Does a hyper-threaded core share MMU and TLB?


To my knowledge, both MMU and TLB are not shared in a hyper-threaded core in Intel x86_64.

However, then, if two threads that don't share the address space are scheduled to the same physical core, how do they run?

I think, in that case, the threads don't have any chances to hit TLB, because the threads have their own address spaces.

If then, the performance will be so downgraded in my opinion.


Solution

  • The TLBs are organized in Intel processors as follows:

    • Intel NetBurst (the first to support HT): The ITLB is replicated. The DTLB is competitively shared.
    • Intel Nehalem (the second to support HT), Westmere, Sandy Bridge, and Ivy Bridge: The huge page ITLB is replicated. The small page ITLB is statically partitioned. All DTLBs are competitively shared.
    • Intel Haswell, Broadwell, and Skylake: The small page ITLB is dynamically partitioned. The huge page ITLB is replicated. Table 2-12 of the optimization manual (September 2019) says that the policy is "fixed" for the other TLBs. I thought this means static partitioning. But according to the experimental results of the paper titled Translation Leak-aside Buffer: Defeating Cache Side-channel Protections with TLB Attacks (Section 6), it appears that "fixed" means competitive sharing. That would be consistent with earlier and later microarchitectures.
    • Sunny Cove: The ITLBs are statically partitioned. All DTLBs and the STLB are competitively shared.
    • AMD Zen, Zen+, Zen 2 (Family 17h): All TLBs are competitively shared.

    References:

    It's not clear to me how the TLBs are organized in any of the Intel Atom microarchitectures. I think that the L1 DTLB and STLB (in Goldmont Plus) or L2 DTLB (in earlier microarchitectures) are shared. According to Section 8.7.13.2 of the Intel SDM V3 (October 2019):

    In processors supporting Intel Hyper-Threading Technology, data cache TLBs are shared. The instruction cache TLB may be duplicated or shared in each logical processor, depending on implementation specifics of different processor families.

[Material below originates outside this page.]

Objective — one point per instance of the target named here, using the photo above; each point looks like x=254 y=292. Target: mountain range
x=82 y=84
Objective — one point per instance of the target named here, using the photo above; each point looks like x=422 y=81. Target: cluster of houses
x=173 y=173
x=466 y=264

    Although this is not accurate since an ITLB can be partitioned as well.

    I don't know about the ITLBs in Intel Atoms.

    (By the way, in older AMD processors, all the TLBs are replicated per core. See: Physical core and Logical cores on different cpu AMD/Intel.)

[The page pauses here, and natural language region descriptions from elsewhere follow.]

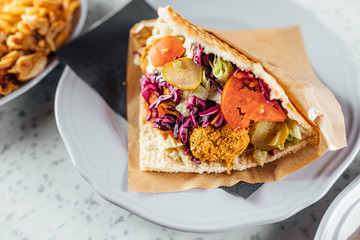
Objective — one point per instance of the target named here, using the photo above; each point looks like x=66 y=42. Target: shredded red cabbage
x=195 y=160
x=155 y=84
x=216 y=84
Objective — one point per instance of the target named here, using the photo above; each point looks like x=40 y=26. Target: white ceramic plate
x=97 y=138
x=342 y=219
x=51 y=64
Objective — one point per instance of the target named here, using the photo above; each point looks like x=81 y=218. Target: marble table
x=43 y=197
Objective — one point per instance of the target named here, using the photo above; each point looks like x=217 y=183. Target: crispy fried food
x=30 y=30
x=218 y=145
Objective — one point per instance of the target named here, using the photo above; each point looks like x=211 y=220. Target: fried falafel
x=218 y=145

    When a TLB is shared, each TLB entry is tagged with the logical processor ID (a single bit value, which is different from the process-context identifier, which can be disabled or may not be supported) that allocated it. If another thread gets scheduled to run on a logical core and the thread accesses a different virtual address space than the previous thread, the OS has to load the corresponding base physical address of the first-level page structure into CR3. Whenever CR3 is written to, the core automatically flushes all entries in all shared TLBs that are tagged with the ID of the logical core. There are other operations that may trigger this flushing.

    Partitioned and replicated TLBs don't need to be tagged with logical core IDs.

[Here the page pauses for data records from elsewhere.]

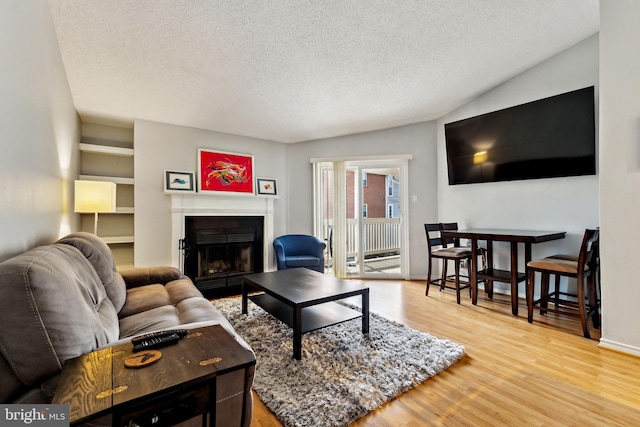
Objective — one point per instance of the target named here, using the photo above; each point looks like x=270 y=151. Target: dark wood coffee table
x=180 y=385
x=303 y=300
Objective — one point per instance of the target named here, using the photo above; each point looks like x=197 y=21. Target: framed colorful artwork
x=179 y=182
x=266 y=186
x=226 y=172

    If process-context identifiers (PCIDs) are supported and enabled, logical core IDs are not used because PCIDs are more powerful. Note that partitioned and replicated TLBs are tagged with PCIDs.

    Related: Address translation with multiple pagesize-specific TLBs.

    (Note that there are other paging structure caches and they are organized similarly.)

    (Note that usually the TLB is considered to be part of the MMU. The Wikipedia article on MMU shows a figure from an old version of a book that indicates that they are separate. However, the most recent version of the book has removed the figure and says that the TLB is part of the MMU.)